Monday, September 19, 2005

One of my favorite series

I've read most of them. Books | Who made Nancy Drew?: "As Benson -- the first woman to earn a master's degree in journalism from the University of Iowa -- testified during a highly publicized 1980 court trial to determine copyright status and ownership of Nancy Drew, 'I was probably a rough and tumble newspaper person who had to earn a living, and I was out in the world. That was my type of Nancy. Nancy was making her way in life.' (Benson worked as a newspaper reporter for more than 50 years and, after being widowed a second time, took to piloting planes to Central America for solo archaeological explorations.) Adams was every bit as progressive. A woman running a company was practically unheard of then, and she managed to stand up for herself in the male-dominated world of publishing while raising a family -- long before there were many resources for working mothers.

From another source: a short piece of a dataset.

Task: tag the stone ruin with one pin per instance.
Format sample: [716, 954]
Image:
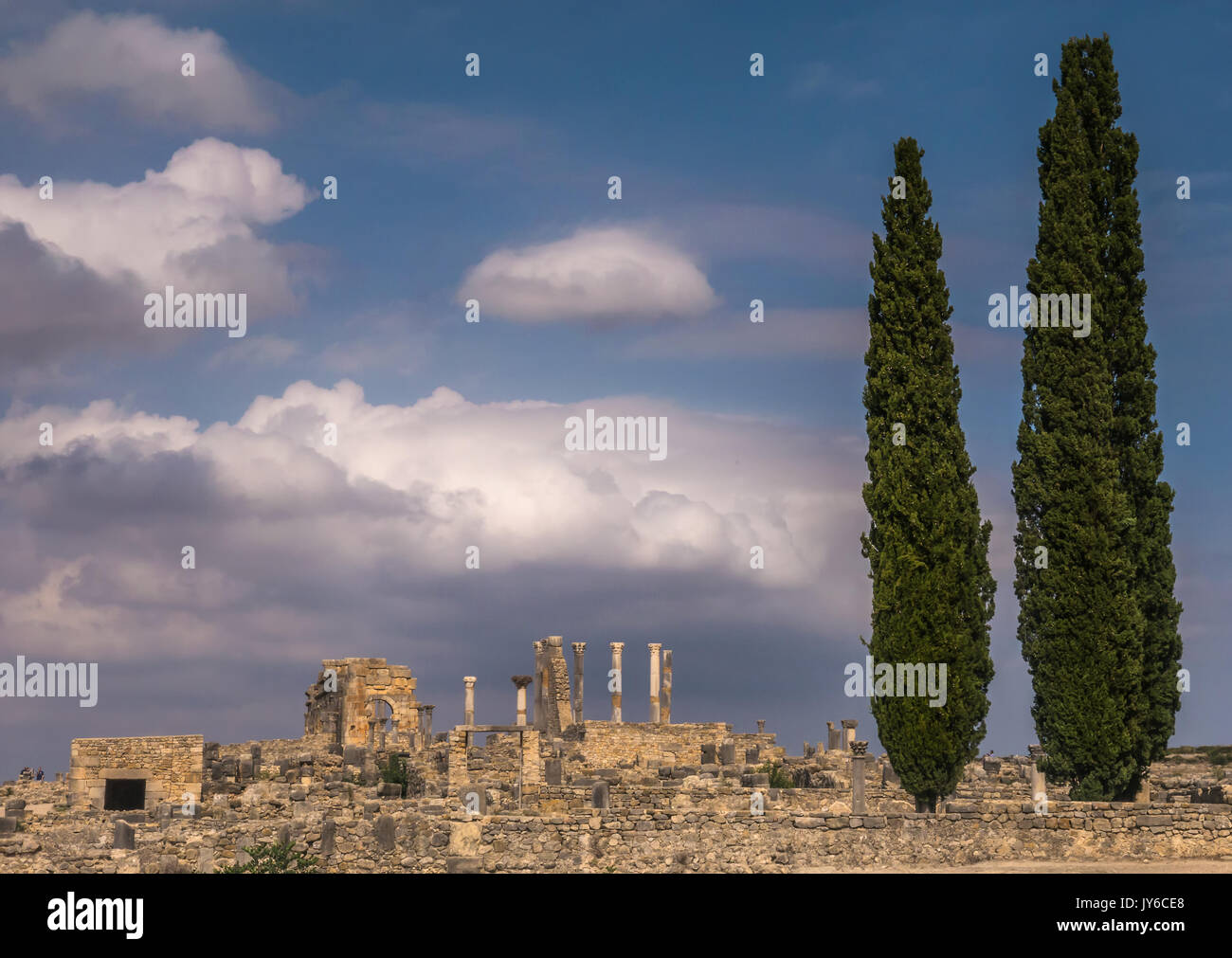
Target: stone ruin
[553, 790]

Adams spent more than 40 years feverishly keeping up appearances that Keene was a real person, and Benson spent almost as long modestly avoiding the limelight. Today, of course, hardly anyone remembers the court drama and media speculation over the true author behind the girl detective series. The Stratemeyer Syndicate is gone; Mildred Wirt Benson and Harriet Stratemeyer Adams are dead. Nancy, however, lives on. (The 1959 version of 'The Secret of the Old Clock' sold around 150,000 copies in 2002, making it one of the top 50 bestselling children's books.)

My other favorites were The Adventures of Tom Swift Jr and Cherry Ames, and Trixie Belden. These were discovered in my alphabetical quest to discover a book that was being read to us in school, but we moved and I didn't know the name of the book. So until I found Meg, Charles Wallace, Mrs Who, Mrs What and Mrs Which I kept reading. The base library kept me going and during the summer of 1968 and throughout the school year I read the young adult section at the Vandenberg AFB library. Every single book that starred a girl or had science fiction, teenage sleuthing or a sense of adventure. Anything that wasn't normal (boring). I finally found my intrepid heroes in the L section, A Wrinkle In Time, one of my all time favorites.

And I wonder where my authority issues and independent streak come from. More reading and less television might lead one to critcal thinking, independent judgement and the ability to see the world in the future, not someone else's special effects.

Imagination is a wonderful and precious thing.